Women lead the way in workers’ rights struggles around the world. CWA worker on strike in West Virginia.

International Working Women’s Day, March 8, is a time to hail the struggles of women in the U.S. and worldwide. This special day was founded by European women socialists in 1910, who sought to honor women workers worldwide and who called for global unity and solidarity among them.

Today, it is crucial to stress the “international” essence of this day — to express solidarity with our sisters around the globe who are living under the ravages of impoverishment, workplace exploitation, racism and war caused by U.S. ­imperialism.

The call for solidarity is ever more important as the Trump administration assails with racist vitriol our sisters in Haiti and Africa, bans our Muslim sisters and their families from entering the U.S., and viciously rounds up and deports Latin American immigrants, brutally separating families.

Congress members, Republicans and Democrats, have voted another $700 billion for the Pentagon to “modernize” its weaponry and armies for expanding U.S. military operations in the Middle East, Africa, East Asia and elsewhere. The worst impact of these wars falls on women and children — a crisis which cries out for opposition and solidarity from women in the U.S.

Meanwhile, at home, the white supremacist, misogynist in the White House has declared war on the hard-won rights and gains of women, workers, oppressed communities, students, retirees, and LGBTQ people, including trans women. As a member of the super-rich capitalists, billionaire Trump has carried out their program of corporate tax cuts. He and his right-wing political cronies are determined to gut essential federal programs to further enrich their coffers and transfer billions more to the military-industrial complex. The potential harm to children, women, low-income workers, people of color, disabled individuals and seniors is enormous.

Build protests, solidarity

Yet, there has been active opposition to Trump’s program throughout the 404 days of his presidency. Protests have been led by women, workers, African-American and Latinx people, LGBTQ and disabled individuals, and youth.

Young “Dreamers” and other immigrants have organized against deportations. African-American mothers of slain children and their communities have opposed racist police violence. Teachers and other workers have gone on strike to demand higher wages and their rights. And people with disabilities have occupied government offices to protest cuts in vital government health care programs.

Millions of women and supporters marched in January 2017 and again this year to object to the misogyny spewed by #45 and the administration’s attacks on their reproductive and other rights.

The #MeToo Movement, initiated by African-American activist Tarana Burke, has exposed and denounced workplace sexual misconduct and inequity. Now with the Time’s Up campaign, this struggle extends from Hollywood to hotels, restaurants, fields, offices and factories.

The #MeToo Movement emboldened the young women athletes who spoke out about years of sexual abuse while training for the Olympics.
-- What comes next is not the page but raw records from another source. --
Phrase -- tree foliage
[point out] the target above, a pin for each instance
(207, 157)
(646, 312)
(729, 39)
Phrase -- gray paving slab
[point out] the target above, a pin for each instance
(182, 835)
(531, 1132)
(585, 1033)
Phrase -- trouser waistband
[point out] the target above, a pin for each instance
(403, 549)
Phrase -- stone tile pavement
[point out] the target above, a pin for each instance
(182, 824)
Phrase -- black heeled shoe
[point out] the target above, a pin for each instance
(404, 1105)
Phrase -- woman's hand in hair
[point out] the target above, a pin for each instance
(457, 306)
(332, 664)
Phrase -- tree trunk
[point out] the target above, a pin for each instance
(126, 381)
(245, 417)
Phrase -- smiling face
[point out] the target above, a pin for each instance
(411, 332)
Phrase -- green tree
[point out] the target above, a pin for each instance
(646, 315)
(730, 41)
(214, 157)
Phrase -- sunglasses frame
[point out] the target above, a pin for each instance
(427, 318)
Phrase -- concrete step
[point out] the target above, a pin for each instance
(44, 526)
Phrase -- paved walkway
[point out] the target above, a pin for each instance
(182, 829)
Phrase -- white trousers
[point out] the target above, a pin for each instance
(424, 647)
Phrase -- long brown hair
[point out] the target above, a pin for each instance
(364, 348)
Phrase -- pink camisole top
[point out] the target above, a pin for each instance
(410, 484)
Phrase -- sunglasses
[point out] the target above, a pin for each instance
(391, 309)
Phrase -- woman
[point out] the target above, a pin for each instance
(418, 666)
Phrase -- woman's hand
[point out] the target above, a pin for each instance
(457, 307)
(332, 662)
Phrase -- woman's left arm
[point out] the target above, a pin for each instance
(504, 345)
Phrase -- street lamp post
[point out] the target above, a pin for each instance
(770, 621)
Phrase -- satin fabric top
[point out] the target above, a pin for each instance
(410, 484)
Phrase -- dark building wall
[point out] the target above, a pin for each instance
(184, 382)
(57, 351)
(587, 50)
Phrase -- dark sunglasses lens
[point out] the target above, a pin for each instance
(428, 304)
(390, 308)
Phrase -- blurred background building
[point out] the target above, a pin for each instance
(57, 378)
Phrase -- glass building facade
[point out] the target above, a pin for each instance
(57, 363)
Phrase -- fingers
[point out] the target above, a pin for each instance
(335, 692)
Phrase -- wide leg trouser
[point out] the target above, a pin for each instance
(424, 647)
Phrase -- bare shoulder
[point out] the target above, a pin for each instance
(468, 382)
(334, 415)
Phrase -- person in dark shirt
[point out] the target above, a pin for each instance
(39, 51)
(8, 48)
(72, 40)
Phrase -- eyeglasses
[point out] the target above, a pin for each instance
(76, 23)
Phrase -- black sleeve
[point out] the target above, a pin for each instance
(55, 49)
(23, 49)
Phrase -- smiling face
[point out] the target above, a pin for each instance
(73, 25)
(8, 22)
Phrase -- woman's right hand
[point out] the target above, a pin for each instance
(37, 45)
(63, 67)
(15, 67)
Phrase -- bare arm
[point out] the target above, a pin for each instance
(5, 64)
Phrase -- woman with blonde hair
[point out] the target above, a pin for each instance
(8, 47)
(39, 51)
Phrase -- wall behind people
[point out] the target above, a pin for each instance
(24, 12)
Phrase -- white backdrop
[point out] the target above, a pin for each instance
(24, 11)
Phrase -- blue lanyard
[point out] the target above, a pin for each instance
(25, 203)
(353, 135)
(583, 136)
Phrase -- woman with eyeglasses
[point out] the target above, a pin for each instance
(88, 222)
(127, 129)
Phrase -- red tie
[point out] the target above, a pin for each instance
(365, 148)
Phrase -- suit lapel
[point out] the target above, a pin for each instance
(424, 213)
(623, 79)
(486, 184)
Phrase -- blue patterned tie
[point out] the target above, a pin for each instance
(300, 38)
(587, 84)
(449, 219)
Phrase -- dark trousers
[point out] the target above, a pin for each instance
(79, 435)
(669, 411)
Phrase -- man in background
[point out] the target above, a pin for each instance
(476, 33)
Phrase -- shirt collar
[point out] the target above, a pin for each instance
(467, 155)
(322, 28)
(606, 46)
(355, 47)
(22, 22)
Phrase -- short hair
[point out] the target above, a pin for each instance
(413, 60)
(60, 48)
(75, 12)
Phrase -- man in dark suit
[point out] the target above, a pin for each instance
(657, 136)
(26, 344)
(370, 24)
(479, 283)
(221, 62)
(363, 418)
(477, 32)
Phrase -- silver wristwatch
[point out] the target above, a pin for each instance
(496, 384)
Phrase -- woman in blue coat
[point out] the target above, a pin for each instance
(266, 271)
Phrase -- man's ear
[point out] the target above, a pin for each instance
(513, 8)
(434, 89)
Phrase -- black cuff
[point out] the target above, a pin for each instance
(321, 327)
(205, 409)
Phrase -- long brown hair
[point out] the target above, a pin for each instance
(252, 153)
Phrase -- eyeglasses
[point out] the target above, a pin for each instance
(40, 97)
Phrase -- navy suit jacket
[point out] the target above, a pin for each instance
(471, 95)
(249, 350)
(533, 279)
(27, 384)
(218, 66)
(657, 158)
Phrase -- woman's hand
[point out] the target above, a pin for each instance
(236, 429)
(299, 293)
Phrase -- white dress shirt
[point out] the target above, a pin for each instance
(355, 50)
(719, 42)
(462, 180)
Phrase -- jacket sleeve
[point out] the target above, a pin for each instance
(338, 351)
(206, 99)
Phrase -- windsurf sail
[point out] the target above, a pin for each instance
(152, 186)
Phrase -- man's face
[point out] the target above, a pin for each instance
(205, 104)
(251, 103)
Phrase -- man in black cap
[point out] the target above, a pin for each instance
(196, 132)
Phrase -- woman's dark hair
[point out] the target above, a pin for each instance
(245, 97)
But much more action is needed, especially reparations for the centuries of sexual abuse experienced by Indigenous, Latinx and African-American women due to colonization, enslavement and Jim Crow racism.

When Trump’s armed neo-Nazi and Klan supporters spewed white supremacy and anti-Semitism in Charlottesville, Va., last August, young women, people of color, workers and gender nonconforming individuals stood up to them in a strong, united counterdemonstration.

Two days after a neo-Nazi fatally mowed down 32-year-old anti-racist Heather Heyer in Charlottesville, courageous activists, led by young women of color and trans activists, toppled a Confederate statue in Durham, N.C. This act sparked similar actions in other cities.

Now a militant wildcat strike of education workers is underway in West Virginia — almost 95 percent of them women. They are defying their state government and the coal, oil and gas bosses.

This is what is needed: Bold, courageous struggles, which must deepen, grow and join forces to oppose the Trump-Wall Street-Pentagon triumvirate. Foremost in our priorities, we must show solidarity with our sisters at home, especially the most oppressed, and with our sisters abroad, who are hit hard by imperialism.

Solidarity is the essence of International Working Women’s Day.